Examples of Generative AI models:
- GPT (Generative Pre-trained Transformer): A language model developed by OpenAI that can generate human-like text based on the input it receives.
- Stable Diffusion: A model that can generate high-quality images based on textual descriptions.
How do Transformers work?
- Transformers are a type of neural network architecture that has revolutionized the field of natural language processing (NLP) and generative AI.
- They are designed to handle sequential data, such as text, and can capture long-range dependencies in the data.
- They use a mechanism called “self-attention” to weigh the importance of different parts of the input when generating output
Links:
- Visual Explaination of Transformers
- Attention is All You Need (original paper)
- The Illustrated Transformer (blog post)
What is a GPT?
GPT stands for Generative Pre-trained Transformer. Let’s break that down:
| Word | Meaning |
|---|---|
| Generative | It generates new text — it doesn’t just look things up, it creates responses word by word. |
| Pre-trained | Before you ever use it, the model has already been trained on massive amounts of text from the internet (books, articles, code, websites, etc.). |
| Transformer | The underlying architecture (see above) that allows the model to understand context and relationships between words. |
How does a GPT generate text?
At its core, a GPT works by predicting the next word (technically the next token) over and over again.
Example:
You type: "The capital of France is"
The model looks at all those words and predicts the most likely next word: "Paris".

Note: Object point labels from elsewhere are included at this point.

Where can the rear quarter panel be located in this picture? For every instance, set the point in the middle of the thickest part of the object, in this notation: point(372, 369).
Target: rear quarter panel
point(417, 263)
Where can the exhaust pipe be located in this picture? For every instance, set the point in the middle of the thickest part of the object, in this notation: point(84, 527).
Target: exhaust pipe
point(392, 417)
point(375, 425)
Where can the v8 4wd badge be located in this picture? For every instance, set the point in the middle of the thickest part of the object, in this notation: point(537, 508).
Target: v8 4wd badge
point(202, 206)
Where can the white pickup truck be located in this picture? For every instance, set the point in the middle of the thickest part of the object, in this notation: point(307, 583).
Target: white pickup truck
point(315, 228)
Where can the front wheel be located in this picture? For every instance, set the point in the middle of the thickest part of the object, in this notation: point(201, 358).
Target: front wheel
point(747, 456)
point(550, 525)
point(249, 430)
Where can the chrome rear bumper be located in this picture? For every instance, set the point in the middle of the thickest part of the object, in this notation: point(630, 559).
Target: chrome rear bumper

Then it takes "The capital of France is Paris" and predicts the next token, maybe "." — and so on, until it has generated a full response.
Tip
What does a GPT know?
A GPT does not have a database it searches through. Instead, all the knowledge is baked into its model weights — billions of numbers that were adjusted during training.
This means:
- It can recall facts it saw during training, but it can also get things wrong (called hallucinations).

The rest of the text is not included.